しかし、賽は投げられた すずな
…試合まで、残り3日。…正確には、残り2日と数時間。
「ふぁぁぁーーー。眠いなぁーーーー。」
「……明暗さん。本当に何もしなくて大丈夫なんですか?」
「大丈夫だよぉー。…寝ようかなぁ。」
「………心配なんですよ…。明暗さんが負けてしまったらどうしようかって…」
「……大丈夫だよ。私が負けることなんて、100%あり得ない。じゃあ、おやすみ。」
「…………心配だなぁ、…ファウストちゃん。来週、会えるかなぁ。」
私は、一人そう呟きました。
「やっと完成したのです!」
「…何がだ?」
「あ、ハイド様。
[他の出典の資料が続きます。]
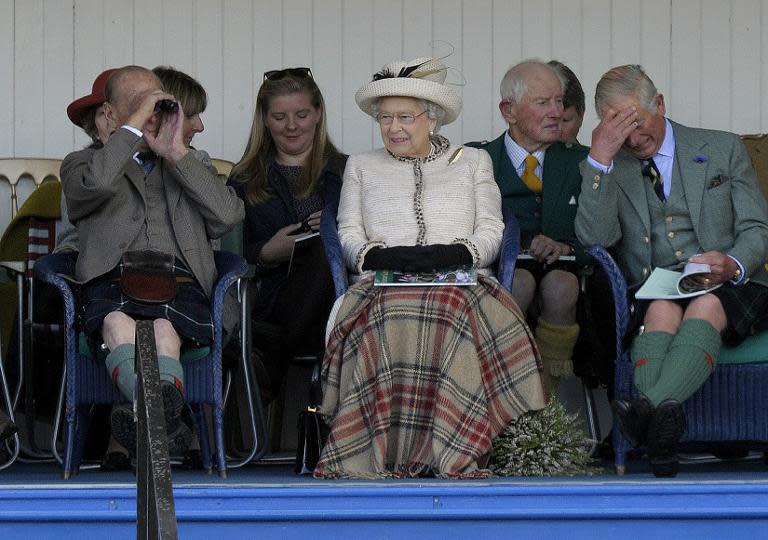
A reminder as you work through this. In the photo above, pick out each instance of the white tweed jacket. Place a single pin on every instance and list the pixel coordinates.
(382, 204)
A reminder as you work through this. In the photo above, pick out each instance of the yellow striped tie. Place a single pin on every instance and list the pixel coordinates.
(529, 177)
…遂に! 完成したのですよ! 私のオリジナル魔法が!」
練習場の地面には、魔法を唱えたあとの泥や火が散らばっていた。
「……おお、すごいな。で、何ていう名前にしたんだ?」
「『the road of Familia』にしたのです! かつての勇者が伝えたと言われている、全属性の魔法の名前を拝借したのです!」
成る程、勇者の語録から引っ張ってきたのか…って!
「え!? オリジナル魔法、全属性なのか!?」
「そうなのですよ!」
「…………おい! ラステリカ! ラステリカ! ワントが遂にやらかしたぞ!」
事の重大さに耐えられなくなって、遂に友を呼び出すことにした。
「…………で、本当に全属性なんですか?」
「本人はそう言い張っているぞ。」
「ラステリカ様、信じてくださいなのです!」
「…まあ、一回使ってみせろよ。見ない事には判断が出来ん。」
「…って言ってますけど、ハイド様、やっていいんですか?」
……使わせてみるしかないか。
「…いいぞ。やってみろ。」
「……はいなのです! 『迷える主神に仕えし愚かな従神は、今ここに堕天し、主神に反旗を翻す、のです!《the road of Familia》!』これが、私の全力なのです!」
煙が晴れた練習場には、まさに『神の降臨』を体現したかのような光景が広がっていた。
(╹▽╹)ナンカヤッテルゼイ
( ・∀・ )これは…泥か? 凄い量だな。
(╹▽╹)マ、ワレワレノショウガイニナルホドツヨクナイナ。
( ・∀・ )ああ。放置でいいだろう。…お前の主にも伝えておいてやれ。
(╹▽╹)リョウカイ。
〈マスター、緊急の要件があるのです………〉
「………なんだ?」
〈実は………〉
2月になったので、また投稿再開します。